The team tackled this twofold, monitoring usage via footfall counters near the car park entrances to enable them to check whether any drops in footfall in a particular area relate to a car park problem, and monitoring themselves, with a member of management visiting the various car parks on a monthly basis and watching how it is used.
When Rich joined the centre in January 2013, Monmouth car park had seen reduced footfall in the last two quarters of 2012 - interestingly, statistics thrown up by footfall counters and not the car park’s vehicle counters – and it was something he was keen to remedy.
The root cause of the problem was the opening of a new Morrisons store on the vicinity of the town. Tenants who used to park on the plot of the new supermarket changed their habits, and without understanding the impact on trade, began parking all day in Monmouth, strangling churn.
Rich consulted the centre’s landlord, M&G, tenants and residents and changed Monmouth from a 12 hour stay car park to a four hour one. And it did the trick, with a 100 per cent recovery in footfall and a 30 per cent uplift in car throughput in certain months over and above the base level.
And it is just one example: “It’s about control,” says Rich. “One of our car parks is small and can get congested so we imposed a two hour maximum stay to encourage turnover. And our primary car park near the shops is four hour maximum stay, encouraging churn.
“Staff and office workers are encouraged to use the tertiary 12 hour car parks so that visitors can park nearest the shops. And that’s something we educate through tenant meetings.”
On the customer-facing side, the centre has brought car park management in-house, training the cleaning and security staff who patrol the car parks to undertake a customer service role, helping visitors to find a particular shop or facility, offering advice and generally making people feel welcome.
“Customer experience is simple,” says Rich. “It’s about easy access and egress, good lighting, signage and appearance, capturing people’s attention with added value services like car valet, and well trained staff asking shoppers whether they need help with their bags. These are the things we need to maintain to keep people keep coming back to us.”
For Rich, another way to appeal to your customers and encourage repeat visits is to offer free parking, although he has experience of working with both free and revenue-generating shopping centre car parks and admits there are two sides of the story with many landlords preferring to charge visitors.
“Statistically in the short term people don’t mind paying £1 for an hour but more than that, and many would prefer to walk a distance from a neighbouring cheaper or free car park – it’s a psycological thing. ‘Free’ has that feel good factor, there’s nothing to worry about, you don’t have to have find change to pay and you don’t have to rush back to your car when your time’s run out – people worry about falling into the next tariff bracket and it’s risky.
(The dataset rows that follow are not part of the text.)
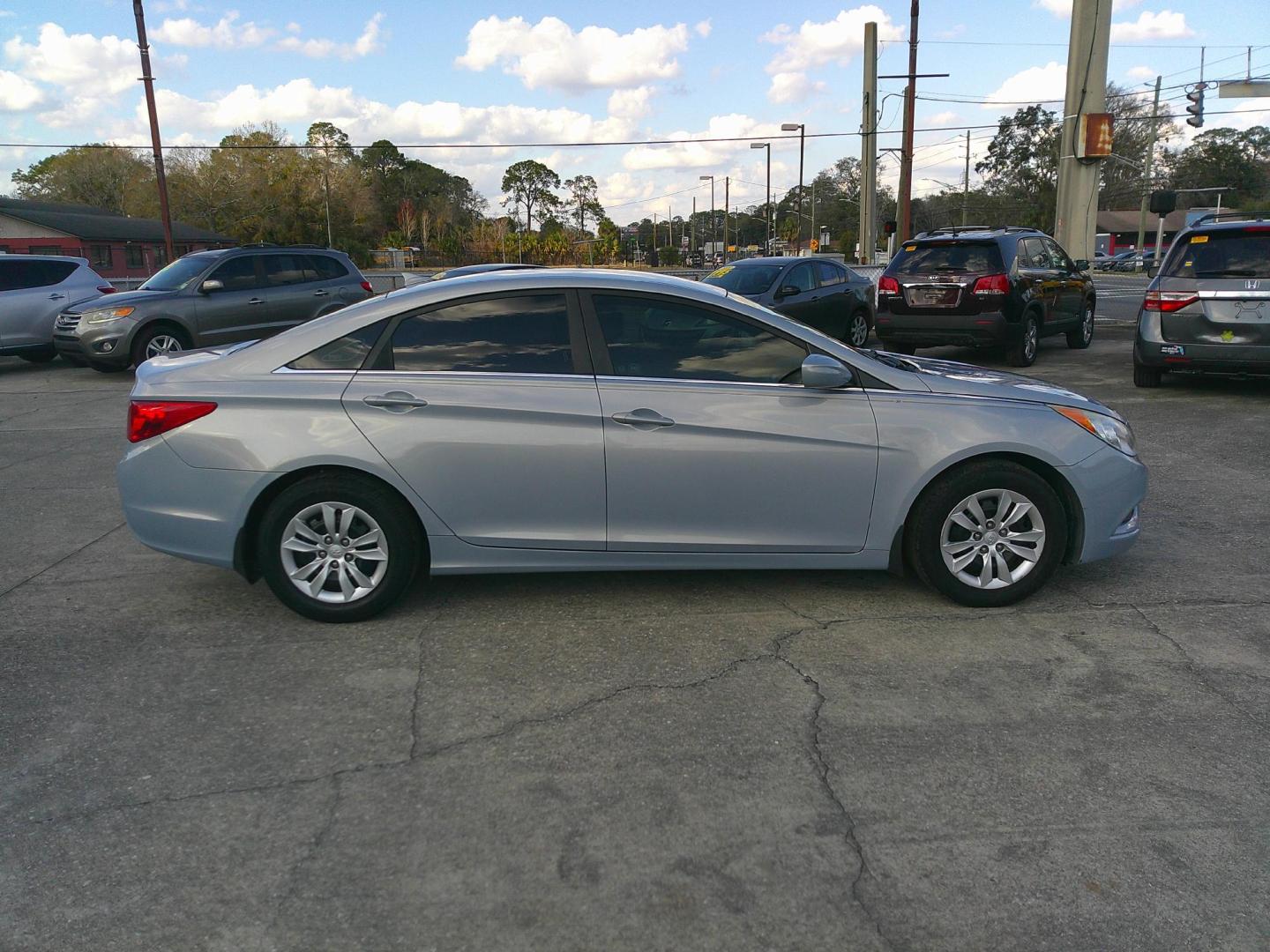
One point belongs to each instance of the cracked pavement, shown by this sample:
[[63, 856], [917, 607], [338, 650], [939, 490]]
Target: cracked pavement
[[718, 761]]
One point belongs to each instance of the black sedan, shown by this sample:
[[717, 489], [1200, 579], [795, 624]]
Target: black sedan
[[816, 291]]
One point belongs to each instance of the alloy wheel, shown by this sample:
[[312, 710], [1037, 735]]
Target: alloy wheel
[[334, 553], [992, 539]]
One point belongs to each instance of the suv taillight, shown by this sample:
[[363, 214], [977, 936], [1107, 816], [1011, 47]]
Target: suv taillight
[[992, 285], [149, 418], [1168, 300]]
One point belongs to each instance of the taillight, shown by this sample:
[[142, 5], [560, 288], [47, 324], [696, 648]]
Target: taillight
[[1168, 300], [149, 418], [992, 285]]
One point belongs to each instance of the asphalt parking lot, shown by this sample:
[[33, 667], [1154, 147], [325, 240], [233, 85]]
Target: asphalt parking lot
[[721, 761]]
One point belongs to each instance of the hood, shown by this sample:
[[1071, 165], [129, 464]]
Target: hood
[[952, 377]]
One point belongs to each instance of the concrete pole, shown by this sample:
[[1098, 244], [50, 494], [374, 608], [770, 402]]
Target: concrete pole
[[869, 147], [1146, 169], [1076, 213]]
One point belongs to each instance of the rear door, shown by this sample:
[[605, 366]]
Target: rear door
[[240, 309], [487, 406]]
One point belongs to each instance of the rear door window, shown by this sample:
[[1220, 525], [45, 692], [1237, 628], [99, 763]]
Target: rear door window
[[1222, 254]]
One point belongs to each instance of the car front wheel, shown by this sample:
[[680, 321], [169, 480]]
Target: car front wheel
[[989, 533], [338, 548]]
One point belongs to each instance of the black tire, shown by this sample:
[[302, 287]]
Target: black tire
[[923, 536], [397, 522], [1146, 376], [1022, 352], [141, 343], [1080, 337]]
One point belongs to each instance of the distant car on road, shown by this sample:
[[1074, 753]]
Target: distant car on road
[[817, 291], [206, 299], [34, 291], [984, 287], [1208, 308]]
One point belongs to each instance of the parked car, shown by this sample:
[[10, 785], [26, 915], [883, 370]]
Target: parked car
[[1208, 309], [817, 291], [579, 419], [34, 291], [984, 287], [208, 299]]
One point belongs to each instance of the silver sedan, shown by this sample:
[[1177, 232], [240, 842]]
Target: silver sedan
[[560, 420]]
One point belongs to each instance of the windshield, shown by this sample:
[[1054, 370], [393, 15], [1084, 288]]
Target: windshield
[[750, 279], [1223, 254], [949, 257], [176, 274]]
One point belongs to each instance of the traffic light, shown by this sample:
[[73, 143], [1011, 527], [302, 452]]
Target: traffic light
[[1197, 104]]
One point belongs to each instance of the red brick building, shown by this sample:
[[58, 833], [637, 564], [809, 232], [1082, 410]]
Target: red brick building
[[116, 245]]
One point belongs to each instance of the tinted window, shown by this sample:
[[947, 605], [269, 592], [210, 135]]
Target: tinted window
[[236, 274], [288, 270], [952, 258], [326, 268], [744, 279], [526, 334], [346, 353], [16, 276], [652, 338], [1222, 254], [830, 273]]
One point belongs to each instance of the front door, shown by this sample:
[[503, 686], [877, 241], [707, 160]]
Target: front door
[[240, 309], [713, 444], [489, 410]]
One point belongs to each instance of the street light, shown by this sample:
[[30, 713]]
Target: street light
[[802, 138], [714, 238], [768, 215]]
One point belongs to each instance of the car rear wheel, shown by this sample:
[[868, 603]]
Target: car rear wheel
[[338, 548], [1079, 338], [1147, 376], [1022, 353], [989, 533]]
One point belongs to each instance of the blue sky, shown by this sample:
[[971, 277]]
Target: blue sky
[[572, 71]]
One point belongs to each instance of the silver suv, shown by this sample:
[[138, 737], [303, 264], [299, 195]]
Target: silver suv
[[34, 290], [208, 299]]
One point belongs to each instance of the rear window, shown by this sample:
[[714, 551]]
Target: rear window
[[747, 279], [1222, 254], [947, 258], [17, 276]]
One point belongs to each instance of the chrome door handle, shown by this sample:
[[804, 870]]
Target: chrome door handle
[[395, 401], [643, 418]]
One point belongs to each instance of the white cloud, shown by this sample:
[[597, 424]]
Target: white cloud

We get lots of great feedback about our free parking on TripAdvisor and we’ll do everything we can to avoid switching to paid parking.”
When it comes to improving standards, all Q-Park car parks have feedback stands which encourage customers to rate the car park facilities and leave any comments about their parking experience.
“This information is vital to managing our car parks efficiently, allowing us to resolve any problems and meet customer expectations based on actual reviews,” says Bidder.
As for the future on the technology side, WPS’s Williams says the most important factor in creating seamless customer experiences is interconnectivity, as he concludes: “Providing practical and efficient systems that allow interconnectivity between loyalty schemes, free space guidance, car location, payments and access control, undoubtedly has its challenges, but is the area where investment is crucial.”